Debemos estudiar con mucho más detalle nuestro cómo, en especial cómo conectamos y nos relacionamos con los demás, porque, cuanto más ligados e interdependientes nos hagamos, más quedará al descubierto el carácter de esas conexiones. Lo diré de otra forma. Si la única razón por la que una persona trabaja en una empresa es cómo de alto es su sueldo, entonces, si otra empresa le ofrece más, debería irse. Cuando una persona compra un producto a una empresa por cómo de barato es, entonces, si alguien le ofrece otro precio todavía más bajo, debería cambiar. Es lo lógico. Si tenemos una conexión profunda, me quedaré. Si no, me iré.
Lo que necesitamos para consolidar nuestras relaciones —con los empleados, los clientes, los proveedores, los socios, los miembros de la comunidad— es el “aglutinante humano”. En nuestra vida personal tenemos claro que cultivamos una relación —matrimonio, amistad— cuando compartimos unos valores y unas creencias. Lo mismo ocurre en el mundo de los negocios. ¿Es posible mantener una amistad o una relación profesional sin confianza ni transparencia? ¿Sin integridad?

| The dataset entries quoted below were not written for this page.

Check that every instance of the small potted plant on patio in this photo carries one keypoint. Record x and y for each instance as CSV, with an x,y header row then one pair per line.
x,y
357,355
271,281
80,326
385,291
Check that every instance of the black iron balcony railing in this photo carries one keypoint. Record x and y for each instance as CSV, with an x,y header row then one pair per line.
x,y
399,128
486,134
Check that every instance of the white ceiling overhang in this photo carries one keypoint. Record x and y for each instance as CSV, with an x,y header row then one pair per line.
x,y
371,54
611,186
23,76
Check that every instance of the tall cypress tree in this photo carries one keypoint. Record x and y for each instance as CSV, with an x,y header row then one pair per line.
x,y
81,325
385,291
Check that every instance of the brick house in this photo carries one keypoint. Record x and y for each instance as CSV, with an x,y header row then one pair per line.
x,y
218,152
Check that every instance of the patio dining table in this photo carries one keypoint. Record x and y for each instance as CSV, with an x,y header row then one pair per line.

Si verdaderamente queremos que el capitalismo sea más integrador y tenga en cuenta a todos, la pregunta es: ¿cómo vamos a permanecer unidos? No vale una integración superficial, que nos mantenga juntos solo mediante normas, transacciones comerciales o incluso el clamor público, aunque estas pueden ser medidas eficaces a corto plazo. El aglutinante humano —los valores y creencias en común— es lo único que nos permite sacar adelante nuestros grandes empeños en nombre de todos los interesados, precisamente como proponía Adam Smith.
Dov Seidman es fundador de la consultora LRN y autor de How.
Traducción de María Luisa Rodríguez Tapia.